In simple terms, those in the emergent conversation look to build bridges between faith traditions and glean from those practices that have proven to be most enriching to the Christian journey in terms of our worship and connectedness to God. They are intentional in opening conversation between those from diverse Christian practice and theology. As far as mission, they would say Christ calls us to actively engage culture and human need as agents of transformation. They are open to various forms and definitions of “church” and “congregation” acknowledging the different ways the Spirit leads groups of Christians to do mission.
I read such ideas and think, “How is that any different than how I have been led to live out my Christianity? How is that different than what I am seeing around me?” But then I look and listen more closely and I realize there are still people who prefer their boundaries and dogma. There are people who don’t mind exclusiveness and cannot see that conversation, inclusiveness and understanding are in any way advancing the Kingdom of God. There are people who don’t understand the radical missional call that Jesus stands for. There are people still stuck in the philosophy of modernity where knowledge and reason and facts and information are most trusted and believed to be the means by which we can change people’s hearts to see Jesus. Theology and Truth need to be black and white; gray is at best scary and at worst heretical.
I read some comments recently from someone who, ironically, includes himself in the emergent conversation, yet criticizes it in ways that are both brilliantly insightful and sadly missing the point at the same time.
“The problems inherent in the church of modernity isn’t it’s dogma, it’s the rigid adherence to strict cultural codes that are unrelated to substanative doctrine. Those in the [emergent] “conversation” make a similar blunder by strictly adhering to the code of cultural revolt.”
In my words, he is blaming Christians for not getting the clear Gospel across to people because either they are “proclaiming” legalism as Gospel or relativism. And in either case, he says that people are going to go to Hell because they never get the message that only through Jesus are you saved.
It is true that there are places where the Church does function on one extreme or the other. But I don’t hear the emergent conversation advocating for relativism or post-modern uncertainty. I think the inherent difference in the two examples he gives is not the “Message,” rather the means by which we "proclaim" it.

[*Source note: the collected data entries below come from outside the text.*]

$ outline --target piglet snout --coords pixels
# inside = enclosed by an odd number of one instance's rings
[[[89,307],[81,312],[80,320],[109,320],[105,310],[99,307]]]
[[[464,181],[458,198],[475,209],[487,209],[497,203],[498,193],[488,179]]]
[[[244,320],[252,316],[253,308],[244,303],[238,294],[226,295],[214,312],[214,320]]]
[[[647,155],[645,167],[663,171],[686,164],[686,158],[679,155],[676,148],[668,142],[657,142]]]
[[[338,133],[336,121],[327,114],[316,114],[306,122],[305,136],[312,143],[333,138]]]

For years the Church has depended on a colonial mindset towards mission. We “conquered and convinced.” It happened and still happens through the organized and institutionalized Church. Truth is based on rational, logical proclamation of the Good News: “you are a sinner; you need saved; here is the Way. . .now come to church!”

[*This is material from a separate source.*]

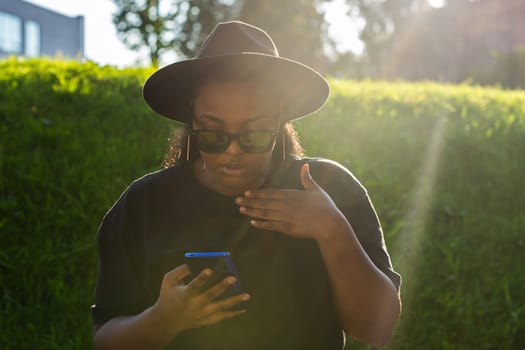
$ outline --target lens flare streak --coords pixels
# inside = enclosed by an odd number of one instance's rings
[[[417,274],[421,242],[425,237],[425,226],[431,203],[434,185],[437,178],[441,154],[444,146],[447,117],[443,114],[434,126],[430,142],[424,153],[425,159],[418,183],[409,200],[409,207],[404,222],[406,223],[393,247],[394,256],[398,258],[398,268],[407,279]],[[409,281],[408,286],[413,285]],[[403,299],[409,301],[410,288],[403,290]],[[407,304],[407,303],[405,303]]]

The “mission” of a post-colonial/post-modern-minded Church is not to distort that same Truth, but rather to disseminate it in a way that does not emphasize the knowledge of the Truth, but the person of the Truth. The mission happens in relationships, incarnationally and in ways that invite rather than proclaim.

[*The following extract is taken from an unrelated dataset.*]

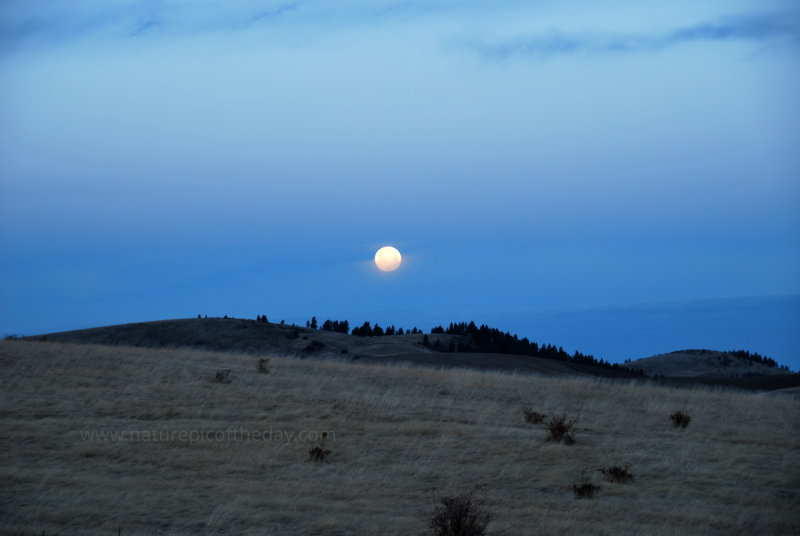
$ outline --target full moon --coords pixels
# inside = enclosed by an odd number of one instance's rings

Beyond all that, what I really liked about this guy’s quote was his use of the term “cultural revolt.” While I don’t think he was using it affirmatively, I thought, “how appropriate!” For that really is what we are attempting when we try to live counter-culturally as part of the upside-down kingdom, addressing issues within culture and society that affect Creation, human need and the witness of Christ in the world. In the end, that's really what I want to be about.
I'm not a big fan of labels, even though I do use them at times for ease of communication, but I guess I'm seeing a bit more clearly how labels in Christianity get started. The "emergent conversation" is not so much something new, just a label, I'd say, to identify people who are willing to be "bridge builders," something I think the world can always use a few more of.